There’s nothing wrong with introducing a controversial topic or an ethical dilemma into a film, but The Drama barely scratches the surface here. Borgli’s script reassures us that Emma isn’t a monster. She was bullied, we learn, though we don’t ever get any details beyond a flashback of a girl sneering at her and asking if she’d ever heard of deodorant. She never actually carried out her plan, and in fact she quickly recognizes the error of her ways, dramatically tossing her father’s gun into a lake and joining a group of students fighting for stricter gun control. The reason the movie’s main comic conceit works at all is because there’s never any real fear that Emma may be a murderer. Slate’s Dana Stevens nailed it when she described the character as “a manic-pixie school shooter.” Her character is charismatic, and it must be said, a woman — which only 5% of mass shooters are in real life. Would we be as sympathetic if the roles were reversed and Charlie was the would-be shooter?

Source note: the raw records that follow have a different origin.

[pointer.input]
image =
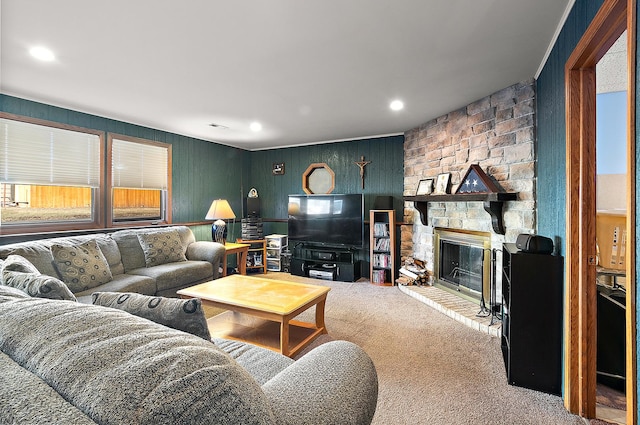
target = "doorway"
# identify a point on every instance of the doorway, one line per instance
(614, 17)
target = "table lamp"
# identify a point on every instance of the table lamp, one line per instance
(219, 211)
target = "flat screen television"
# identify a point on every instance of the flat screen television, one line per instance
(332, 220)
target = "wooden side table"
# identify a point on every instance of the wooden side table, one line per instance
(241, 250)
(257, 256)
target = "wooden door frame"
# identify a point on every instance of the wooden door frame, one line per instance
(580, 290)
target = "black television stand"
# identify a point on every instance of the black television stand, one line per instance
(325, 263)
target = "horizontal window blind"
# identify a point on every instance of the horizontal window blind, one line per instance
(139, 165)
(40, 155)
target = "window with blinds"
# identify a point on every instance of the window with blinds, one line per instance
(139, 179)
(48, 174)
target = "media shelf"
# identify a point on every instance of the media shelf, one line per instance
(532, 319)
(276, 246)
(257, 255)
(382, 247)
(325, 263)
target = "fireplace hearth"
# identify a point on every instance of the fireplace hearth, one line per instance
(462, 263)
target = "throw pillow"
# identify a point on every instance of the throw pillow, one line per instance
(184, 315)
(18, 263)
(19, 273)
(11, 292)
(81, 267)
(162, 247)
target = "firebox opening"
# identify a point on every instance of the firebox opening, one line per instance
(462, 263)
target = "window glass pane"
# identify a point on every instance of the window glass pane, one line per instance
(38, 154)
(139, 165)
(21, 204)
(137, 204)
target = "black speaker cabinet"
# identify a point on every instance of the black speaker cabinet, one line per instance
(253, 207)
(298, 267)
(383, 203)
(532, 319)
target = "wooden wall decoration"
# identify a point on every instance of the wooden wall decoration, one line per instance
(318, 178)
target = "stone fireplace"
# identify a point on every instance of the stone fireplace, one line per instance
(463, 263)
(496, 132)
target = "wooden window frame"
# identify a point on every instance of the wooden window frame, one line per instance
(109, 189)
(97, 204)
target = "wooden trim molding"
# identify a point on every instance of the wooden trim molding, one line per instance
(613, 18)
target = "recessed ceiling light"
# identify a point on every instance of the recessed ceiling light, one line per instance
(42, 53)
(396, 105)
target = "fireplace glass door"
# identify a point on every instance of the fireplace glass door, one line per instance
(462, 265)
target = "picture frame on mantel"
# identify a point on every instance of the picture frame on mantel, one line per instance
(425, 187)
(442, 184)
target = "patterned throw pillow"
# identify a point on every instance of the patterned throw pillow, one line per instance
(19, 273)
(162, 247)
(184, 315)
(81, 266)
(11, 292)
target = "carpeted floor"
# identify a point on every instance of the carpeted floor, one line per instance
(431, 369)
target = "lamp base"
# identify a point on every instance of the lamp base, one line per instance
(219, 231)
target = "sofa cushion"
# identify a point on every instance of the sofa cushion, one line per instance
(177, 275)
(119, 368)
(38, 252)
(81, 266)
(121, 283)
(162, 247)
(38, 285)
(17, 263)
(184, 315)
(28, 400)
(19, 273)
(263, 364)
(130, 249)
(111, 253)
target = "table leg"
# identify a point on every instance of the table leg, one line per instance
(284, 337)
(320, 315)
(242, 261)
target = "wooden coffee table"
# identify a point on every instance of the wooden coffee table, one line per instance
(261, 311)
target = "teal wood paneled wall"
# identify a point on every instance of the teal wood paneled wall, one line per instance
(383, 176)
(551, 132)
(202, 171)
(551, 128)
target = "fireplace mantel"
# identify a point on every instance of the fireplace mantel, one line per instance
(492, 204)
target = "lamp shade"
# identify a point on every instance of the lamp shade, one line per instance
(220, 209)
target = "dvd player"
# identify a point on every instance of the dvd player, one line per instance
(321, 274)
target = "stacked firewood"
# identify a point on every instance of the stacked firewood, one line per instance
(413, 273)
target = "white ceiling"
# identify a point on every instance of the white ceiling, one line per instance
(309, 71)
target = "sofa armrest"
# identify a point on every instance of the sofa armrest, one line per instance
(212, 252)
(335, 383)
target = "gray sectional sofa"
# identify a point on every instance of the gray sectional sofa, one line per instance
(65, 362)
(151, 261)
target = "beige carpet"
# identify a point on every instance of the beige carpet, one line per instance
(431, 369)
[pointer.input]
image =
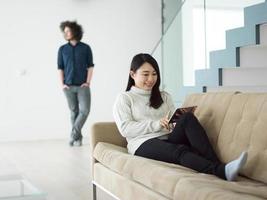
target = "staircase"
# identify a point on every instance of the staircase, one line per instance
(242, 66)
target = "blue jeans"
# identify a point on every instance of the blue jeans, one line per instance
(79, 102)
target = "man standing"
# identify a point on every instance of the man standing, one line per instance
(75, 65)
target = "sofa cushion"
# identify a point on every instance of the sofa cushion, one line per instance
(174, 181)
(158, 176)
(245, 128)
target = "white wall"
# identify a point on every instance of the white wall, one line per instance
(32, 105)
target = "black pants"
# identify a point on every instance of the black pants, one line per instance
(187, 145)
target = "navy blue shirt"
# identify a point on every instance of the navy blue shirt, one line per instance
(74, 61)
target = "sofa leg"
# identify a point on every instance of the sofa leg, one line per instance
(94, 191)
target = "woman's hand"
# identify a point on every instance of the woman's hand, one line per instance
(164, 122)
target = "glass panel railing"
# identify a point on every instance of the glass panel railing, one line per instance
(198, 27)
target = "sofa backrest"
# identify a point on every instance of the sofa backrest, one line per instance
(245, 128)
(236, 122)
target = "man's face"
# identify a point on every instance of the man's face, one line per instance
(68, 34)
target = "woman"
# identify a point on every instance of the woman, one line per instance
(141, 115)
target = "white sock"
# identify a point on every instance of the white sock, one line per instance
(232, 168)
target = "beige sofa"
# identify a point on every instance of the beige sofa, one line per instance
(234, 122)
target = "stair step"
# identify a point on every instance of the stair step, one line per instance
(207, 76)
(255, 14)
(242, 36)
(263, 34)
(222, 58)
(244, 76)
(243, 88)
(255, 55)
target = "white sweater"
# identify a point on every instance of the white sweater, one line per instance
(136, 120)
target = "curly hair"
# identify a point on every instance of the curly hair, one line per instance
(76, 29)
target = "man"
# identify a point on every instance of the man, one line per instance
(75, 65)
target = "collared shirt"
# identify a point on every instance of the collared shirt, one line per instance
(75, 61)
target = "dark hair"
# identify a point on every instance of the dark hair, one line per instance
(76, 29)
(138, 60)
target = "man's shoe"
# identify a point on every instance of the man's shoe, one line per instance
(71, 142)
(79, 143)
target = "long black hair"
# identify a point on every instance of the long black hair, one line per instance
(138, 60)
(76, 29)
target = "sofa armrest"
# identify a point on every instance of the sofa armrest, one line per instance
(104, 132)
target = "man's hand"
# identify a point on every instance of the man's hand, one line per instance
(85, 85)
(65, 87)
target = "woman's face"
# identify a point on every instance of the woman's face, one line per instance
(68, 34)
(145, 77)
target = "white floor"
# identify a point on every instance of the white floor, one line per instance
(61, 171)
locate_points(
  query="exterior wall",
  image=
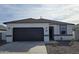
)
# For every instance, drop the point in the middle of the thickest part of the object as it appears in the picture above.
(58, 36)
(3, 35)
(10, 27)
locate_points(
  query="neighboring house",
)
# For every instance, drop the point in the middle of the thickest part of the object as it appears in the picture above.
(2, 32)
(38, 30)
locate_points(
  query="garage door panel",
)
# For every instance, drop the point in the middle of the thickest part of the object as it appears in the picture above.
(28, 34)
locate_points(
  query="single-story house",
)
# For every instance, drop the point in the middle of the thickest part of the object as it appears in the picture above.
(38, 30)
(76, 29)
(2, 32)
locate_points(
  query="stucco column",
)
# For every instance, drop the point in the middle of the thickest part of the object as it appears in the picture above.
(46, 34)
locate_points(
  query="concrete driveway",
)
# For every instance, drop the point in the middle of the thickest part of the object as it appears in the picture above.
(24, 47)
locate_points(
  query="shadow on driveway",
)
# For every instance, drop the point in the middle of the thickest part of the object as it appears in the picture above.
(28, 47)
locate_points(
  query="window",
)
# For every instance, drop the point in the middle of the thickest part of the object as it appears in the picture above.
(63, 29)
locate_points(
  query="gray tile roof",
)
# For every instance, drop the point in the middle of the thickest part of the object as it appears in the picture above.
(41, 20)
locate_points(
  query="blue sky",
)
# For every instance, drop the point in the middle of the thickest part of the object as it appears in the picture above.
(60, 12)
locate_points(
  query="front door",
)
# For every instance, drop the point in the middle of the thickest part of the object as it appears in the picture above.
(51, 33)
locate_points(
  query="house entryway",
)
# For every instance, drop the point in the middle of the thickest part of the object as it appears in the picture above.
(51, 33)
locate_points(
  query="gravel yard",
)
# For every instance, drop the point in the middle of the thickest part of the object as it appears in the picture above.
(63, 49)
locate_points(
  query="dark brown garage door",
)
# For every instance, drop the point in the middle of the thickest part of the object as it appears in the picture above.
(28, 34)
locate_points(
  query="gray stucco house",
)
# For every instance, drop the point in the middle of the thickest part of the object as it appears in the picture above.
(2, 32)
(31, 29)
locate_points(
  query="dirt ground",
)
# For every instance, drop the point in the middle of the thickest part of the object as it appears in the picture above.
(63, 49)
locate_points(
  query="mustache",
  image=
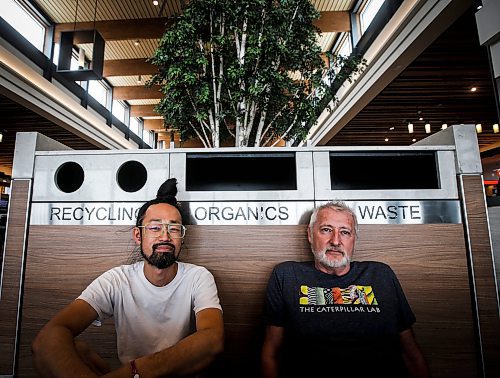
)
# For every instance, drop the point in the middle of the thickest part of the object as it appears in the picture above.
(334, 249)
(157, 245)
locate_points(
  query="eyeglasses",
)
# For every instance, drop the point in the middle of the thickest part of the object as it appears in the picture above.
(174, 230)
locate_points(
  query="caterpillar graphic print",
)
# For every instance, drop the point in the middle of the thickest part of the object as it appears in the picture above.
(353, 295)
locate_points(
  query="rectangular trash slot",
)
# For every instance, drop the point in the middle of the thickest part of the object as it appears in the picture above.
(383, 170)
(241, 172)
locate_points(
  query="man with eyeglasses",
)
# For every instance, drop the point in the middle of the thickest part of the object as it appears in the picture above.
(167, 313)
(334, 317)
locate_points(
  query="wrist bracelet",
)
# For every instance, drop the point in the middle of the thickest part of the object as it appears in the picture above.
(135, 373)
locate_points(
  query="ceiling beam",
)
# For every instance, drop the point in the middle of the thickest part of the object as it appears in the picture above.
(329, 22)
(143, 111)
(128, 67)
(115, 30)
(154, 125)
(153, 28)
(139, 92)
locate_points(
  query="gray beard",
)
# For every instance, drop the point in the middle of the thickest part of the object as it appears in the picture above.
(334, 264)
(160, 260)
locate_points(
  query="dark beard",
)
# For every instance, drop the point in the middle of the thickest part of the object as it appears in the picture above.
(160, 260)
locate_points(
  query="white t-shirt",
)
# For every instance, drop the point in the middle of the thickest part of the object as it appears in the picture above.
(150, 318)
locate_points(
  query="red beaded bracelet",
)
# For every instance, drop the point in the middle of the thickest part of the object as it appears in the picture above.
(135, 373)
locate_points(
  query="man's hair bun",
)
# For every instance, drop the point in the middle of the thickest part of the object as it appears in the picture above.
(167, 189)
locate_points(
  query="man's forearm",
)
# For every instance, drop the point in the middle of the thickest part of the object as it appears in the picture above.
(55, 355)
(190, 355)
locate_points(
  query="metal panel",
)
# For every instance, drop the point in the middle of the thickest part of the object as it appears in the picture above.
(446, 171)
(304, 173)
(101, 170)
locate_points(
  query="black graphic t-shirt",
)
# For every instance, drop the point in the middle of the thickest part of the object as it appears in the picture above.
(336, 325)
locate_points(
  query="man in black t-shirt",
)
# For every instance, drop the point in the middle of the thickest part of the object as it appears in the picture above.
(334, 317)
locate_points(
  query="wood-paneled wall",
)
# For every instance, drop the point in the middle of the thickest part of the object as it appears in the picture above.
(11, 283)
(430, 261)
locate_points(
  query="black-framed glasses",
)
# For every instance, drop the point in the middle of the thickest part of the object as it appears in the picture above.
(174, 230)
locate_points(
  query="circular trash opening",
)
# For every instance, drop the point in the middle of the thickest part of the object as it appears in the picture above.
(69, 177)
(131, 176)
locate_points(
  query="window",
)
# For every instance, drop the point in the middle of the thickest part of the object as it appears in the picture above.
(135, 126)
(369, 12)
(148, 137)
(344, 47)
(119, 110)
(24, 22)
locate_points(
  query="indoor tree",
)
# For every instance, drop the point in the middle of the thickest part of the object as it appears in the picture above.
(250, 70)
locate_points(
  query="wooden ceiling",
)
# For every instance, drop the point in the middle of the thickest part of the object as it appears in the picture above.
(437, 84)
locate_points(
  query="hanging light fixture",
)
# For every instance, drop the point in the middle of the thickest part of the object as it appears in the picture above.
(68, 39)
(81, 58)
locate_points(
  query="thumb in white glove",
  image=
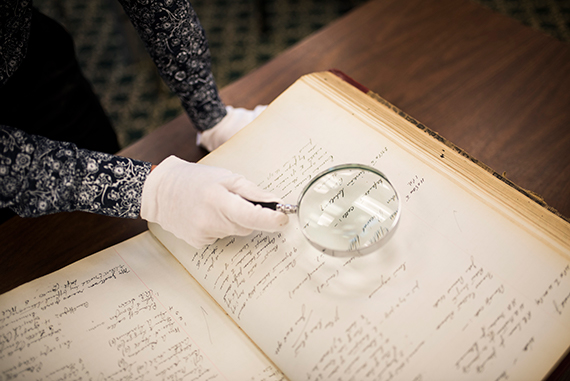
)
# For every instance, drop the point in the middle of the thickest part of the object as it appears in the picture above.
(235, 120)
(200, 203)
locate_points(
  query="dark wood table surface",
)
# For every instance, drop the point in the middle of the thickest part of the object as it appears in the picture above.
(494, 87)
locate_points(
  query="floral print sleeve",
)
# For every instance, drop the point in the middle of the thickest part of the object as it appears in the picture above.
(176, 41)
(40, 176)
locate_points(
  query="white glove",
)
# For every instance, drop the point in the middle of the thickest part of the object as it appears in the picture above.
(200, 203)
(235, 120)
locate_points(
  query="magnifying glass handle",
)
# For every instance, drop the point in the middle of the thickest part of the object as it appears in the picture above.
(283, 208)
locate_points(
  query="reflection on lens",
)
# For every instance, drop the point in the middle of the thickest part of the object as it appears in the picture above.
(348, 210)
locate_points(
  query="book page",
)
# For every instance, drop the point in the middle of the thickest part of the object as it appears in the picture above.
(461, 290)
(130, 312)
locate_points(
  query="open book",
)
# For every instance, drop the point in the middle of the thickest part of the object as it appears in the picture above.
(474, 284)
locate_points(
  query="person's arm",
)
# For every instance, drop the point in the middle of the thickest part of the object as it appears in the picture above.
(177, 43)
(40, 176)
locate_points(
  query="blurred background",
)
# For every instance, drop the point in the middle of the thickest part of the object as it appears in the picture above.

The movie’s planned shooting is simply a plot device, one that could have just as easily been something like a drunk-driving incident or adultery. The Drama goes out of its way to remind us of this fact when Charlie, still distraught over what he’s learned about Emma’s past, kisses a coworker and then later admits to it in his wedding speech, prompting the coworker’s boyfriend to attack him and turning the whole event to chaos. The movie ends with a bloody Charlie and Emma, still in her wedding dress, meeting at their local diner and introducing themselves to each other as if they were meeting for the first time.
It’s the ultimate do-over, and it mirrors their very first interaction in that coffee shop, where Emma realizes she didn’t hear Charlie, extends a hand and insists they start again. It’s a nice message, that people are deserving of second chances and no one should be defined solely by their single worst mistake, but the implication — intentional or not — is that the pair are on equal footing now, that Charlie’s transgression has somehow erased any concerns over Emma’s troubled past. Surely it’s not Borgli’s intent to imply that cheating is as reprehensible as planning a school shooting, but the whole thing feels tied up a little too neatly.
The real shame is, in a movie that purports to be about complex characters, there’s no real effort to explore them. We barely know why Emma considered murdering a bunch of her classmates, and we don’t know whether she’s done any work as an adult to address her adolescent trauma. The Drama chose to tackle a controversial issue with comedy, but none of it feels earned. Emma could be anyone; and while that may very well be the point, ultimately the movie feels more like a hastily drawn sketch than anything of substance. Borgli’s got big ideas, but The Drama is firing blanks.